He crawled into our bed and squeezed in his big boy body in between both my husband and I. It was 4 am and his breath smelled sweet. I thought to myself in my sleepy state- hmm that is strange. Why does his breath smell like a Skittle? I resisted the urge to blame him for getting into the leftover Halloween candy and wait till the morning. Morning came soon after and we got the kids up to start the day...my former M.O. would be to immediately question him and tell him that candy is horrible for you (this guy in particular is very sensitive to food dye) and how horrible it was to sneak around in the middle of the night made it even worse. My normal rant about how much I hate Halloween candy was ready to be unleashed.
After he ate some breakfast, I went in for the conversation. “So, buddy, did you eat some Skittles last night in the middle of the night?” I asked calmly- which is not the way I have parented him in the past….He looks down and says quietly, “I did.” And then he turned to walk upstairs. I choose to follow. I asked him where the candy was and he began to show me it was underneath the bathroom counter. He had hid the evidence: four pieces of candy wrappers underneath some towels which were stacked below the sink.

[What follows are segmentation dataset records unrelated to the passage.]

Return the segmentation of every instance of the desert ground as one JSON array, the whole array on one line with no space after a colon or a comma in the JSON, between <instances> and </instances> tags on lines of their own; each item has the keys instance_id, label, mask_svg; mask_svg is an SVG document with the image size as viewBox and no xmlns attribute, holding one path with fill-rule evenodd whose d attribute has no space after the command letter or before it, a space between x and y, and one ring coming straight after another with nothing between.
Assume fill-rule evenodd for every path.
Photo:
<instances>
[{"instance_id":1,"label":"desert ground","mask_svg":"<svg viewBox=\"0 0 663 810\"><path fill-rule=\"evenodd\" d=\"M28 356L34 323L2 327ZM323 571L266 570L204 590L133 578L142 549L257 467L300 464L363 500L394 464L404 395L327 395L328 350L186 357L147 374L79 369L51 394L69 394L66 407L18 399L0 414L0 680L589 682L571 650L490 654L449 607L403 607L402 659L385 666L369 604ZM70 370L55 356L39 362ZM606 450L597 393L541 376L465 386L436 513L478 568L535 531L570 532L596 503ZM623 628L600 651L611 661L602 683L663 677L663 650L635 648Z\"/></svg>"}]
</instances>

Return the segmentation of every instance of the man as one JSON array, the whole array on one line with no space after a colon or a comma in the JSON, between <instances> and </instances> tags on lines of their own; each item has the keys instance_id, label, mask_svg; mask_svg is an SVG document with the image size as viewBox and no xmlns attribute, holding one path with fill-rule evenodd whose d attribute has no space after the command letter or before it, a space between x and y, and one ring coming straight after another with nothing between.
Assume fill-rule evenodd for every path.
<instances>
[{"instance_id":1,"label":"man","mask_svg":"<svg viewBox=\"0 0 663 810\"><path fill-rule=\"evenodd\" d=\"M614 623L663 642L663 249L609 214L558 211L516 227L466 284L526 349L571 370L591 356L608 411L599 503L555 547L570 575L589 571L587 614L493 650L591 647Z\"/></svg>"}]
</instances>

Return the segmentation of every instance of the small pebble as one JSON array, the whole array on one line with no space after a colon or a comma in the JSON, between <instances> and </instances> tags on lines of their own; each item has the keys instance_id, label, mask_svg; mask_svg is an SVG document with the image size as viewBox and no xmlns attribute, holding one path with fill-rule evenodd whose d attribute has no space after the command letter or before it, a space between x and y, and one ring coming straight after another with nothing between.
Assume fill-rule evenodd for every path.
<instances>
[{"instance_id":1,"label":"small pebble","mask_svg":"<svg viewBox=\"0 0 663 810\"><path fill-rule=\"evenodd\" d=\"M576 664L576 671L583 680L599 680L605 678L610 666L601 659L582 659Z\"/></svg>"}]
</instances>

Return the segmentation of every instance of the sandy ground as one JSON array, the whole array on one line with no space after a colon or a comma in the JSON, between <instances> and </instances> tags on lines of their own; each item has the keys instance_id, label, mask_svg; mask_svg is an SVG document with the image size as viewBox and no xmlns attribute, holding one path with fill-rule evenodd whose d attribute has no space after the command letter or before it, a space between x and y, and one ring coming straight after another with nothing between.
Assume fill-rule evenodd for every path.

He sat down on the bathroom floor feeling defeated. I could see shame start to come over him. Intercepted by the Holy Spirit, my body just sat with him and I thought about how similar this all felt. How many times do I hide the things I don’t want to be found...the things I am ashamed of...My son avoids eye contact and says, “I didn’t want you to know.” I leaned in and told him I understood what that felt like. And much like him, we all hide our bad choices because of fear. I shared with him how Adam and Eve hid in the garden and yet God, being a good Father, sought after them anyway. I learned even more in our conversation than maybe his brain did. How many times have I screwed up a tender moment by going directly for the “kill” or for the blame game?
As a parent, I so often want to nip the behavior in the bud but I miss out on the chance to learn and be open to His love pouring through me. If I blast into my kid about the candy and how sneaky and deceitful it was will not only cause shame but hiding. I don’t want my kids to hide. I want them to feel seen and heard, even in the not so smart choices. It’s really a deeper call into our own hearts and relationship with our Father. He longs for you to come before Him, naked and vulnerable and honest. That’s where the heart change comes.